Turns out they were simply playing possum.
Yet again Northerly gales. Yet again sustained gusts of 40+ knots. Yet again close reaching and beating the boat to bits. Yet again giving up gains made North. But now, now I had invoked the fury of the Gods. Rain became torrential. Gusts vicious. The sea a chaotic heap of dump-truck sized mounds coming from everywhere and nowhere all at once.
As the sea smoked with the rain blistering the surface, I raged at the world and everything it contained. My world is small so that didn’t take long. I broadened scope and fumed at the past, present, and future. I cursed and swore at all I knew and finally, once I has exhausted all earthly matters, I hurled insult and innuendo at God himself. Thou shalt tempt thy God Charlton Heston would have us know but I was beyond caring and reason. I wanted here to give an account of His doing. And I wanted desperately to give Him an accounting of my own.
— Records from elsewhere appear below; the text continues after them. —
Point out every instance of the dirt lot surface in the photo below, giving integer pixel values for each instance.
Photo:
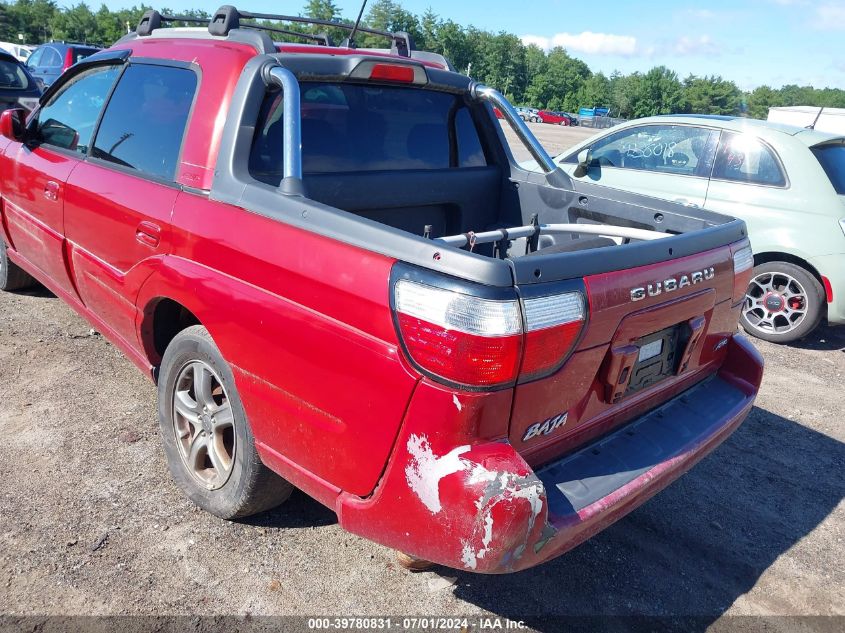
(90, 522)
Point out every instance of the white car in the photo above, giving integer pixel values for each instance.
(20, 51)
(787, 183)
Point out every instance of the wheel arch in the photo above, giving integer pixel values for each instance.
(162, 319)
(776, 256)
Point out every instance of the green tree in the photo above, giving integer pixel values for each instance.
(557, 88)
(760, 100)
(711, 95)
(659, 92)
(595, 93)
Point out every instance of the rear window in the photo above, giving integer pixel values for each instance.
(357, 128)
(12, 76)
(82, 53)
(832, 160)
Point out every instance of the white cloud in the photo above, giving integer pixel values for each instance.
(701, 45)
(588, 42)
(701, 14)
(829, 17)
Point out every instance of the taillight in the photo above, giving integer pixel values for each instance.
(369, 70)
(392, 72)
(743, 267)
(483, 343)
(552, 326)
(458, 337)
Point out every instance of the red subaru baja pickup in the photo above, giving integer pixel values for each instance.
(340, 280)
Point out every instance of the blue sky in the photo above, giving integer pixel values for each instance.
(751, 42)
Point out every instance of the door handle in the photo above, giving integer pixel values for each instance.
(148, 234)
(51, 190)
(686, 203)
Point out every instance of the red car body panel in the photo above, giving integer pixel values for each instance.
(333, 403)
(552, 117)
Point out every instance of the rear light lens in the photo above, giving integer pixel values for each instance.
(457, 337)
(393, 72)
(481, 343)
(743, 267)
(552, 326)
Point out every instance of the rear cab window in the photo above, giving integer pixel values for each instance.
(363, 128)
(746, 159)
(832, 159)
(12, 76)
(68, 120)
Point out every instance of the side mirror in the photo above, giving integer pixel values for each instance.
(585, 159)
(11, 124)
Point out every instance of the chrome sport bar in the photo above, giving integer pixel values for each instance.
(480, 92)
(292, 139)
(531, 230)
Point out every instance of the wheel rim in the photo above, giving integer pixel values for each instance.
(775, 303)
(204, 425)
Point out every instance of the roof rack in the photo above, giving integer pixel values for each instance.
(228, 17)
(152, 20)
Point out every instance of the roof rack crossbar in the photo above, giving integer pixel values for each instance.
(152, 20)
(322, 38)
(228, 17)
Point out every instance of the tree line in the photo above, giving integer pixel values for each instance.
(527, 75)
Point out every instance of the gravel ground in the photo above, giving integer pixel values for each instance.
(90, 522)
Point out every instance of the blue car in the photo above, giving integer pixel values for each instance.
(49, 61)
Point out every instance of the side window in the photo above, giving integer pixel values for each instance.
(145, 120)
(35, 58)
(68, 120)
(672, 149)
(51, 58)
(470, 153)
(743, 158)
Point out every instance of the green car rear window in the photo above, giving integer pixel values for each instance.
(832, 159)
(12, 76)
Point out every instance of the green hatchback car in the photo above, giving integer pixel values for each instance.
(787, 183)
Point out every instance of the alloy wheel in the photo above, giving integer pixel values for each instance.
(203, 422)
(775, 303)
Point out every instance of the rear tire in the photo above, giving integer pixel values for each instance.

What more could we do? How much longer would this trough and weather stalk us? How could any one or any boat do better? Whose camels had I stolen in some precious life to have made the Universe so mad at me? What else could possibly be dredged up to make my life any more miserable?
There seemed no end to the abuse. No light at the end of the tunnel and it was too dark to see any coconuts floating by. Abject misery. The worst day in 200 days. The worst day I could ever remember on any boat.
Beaten down I remained on deck all day and into the night. There was no reason to go below. I would only be brought back by another gust. Or calm. Or shift in the wind. Or Or Or.
I simply figured I could outlast it. John was adamant the trough would move on. The models were forecasting the same. I would wait it out and dare it to come back. I know the difference between mad and angry. I was mad and mad made me want to pick a fight.
At 0030 local, after a deluge of rain hurled horizontal by a shrieking gust, the winds fell silent and then shifted abruptly from North to South. In 30 more minutes, the sky overhead had cleared off in the eastern distance the entire horizon was constantly lit by lightning. The sea, still confused no longer threatened. I, neither miserable nor mad, smiled thinking surely good things come to those that wait. And after nearly 5 days of this, surely I had waited long enough.
Just to be sure, I waited another hour before one long, last profane tirade. Just for good measure. My parting thoughts to the retreating trough from ‘H’ ‘E’ double hockey sticks.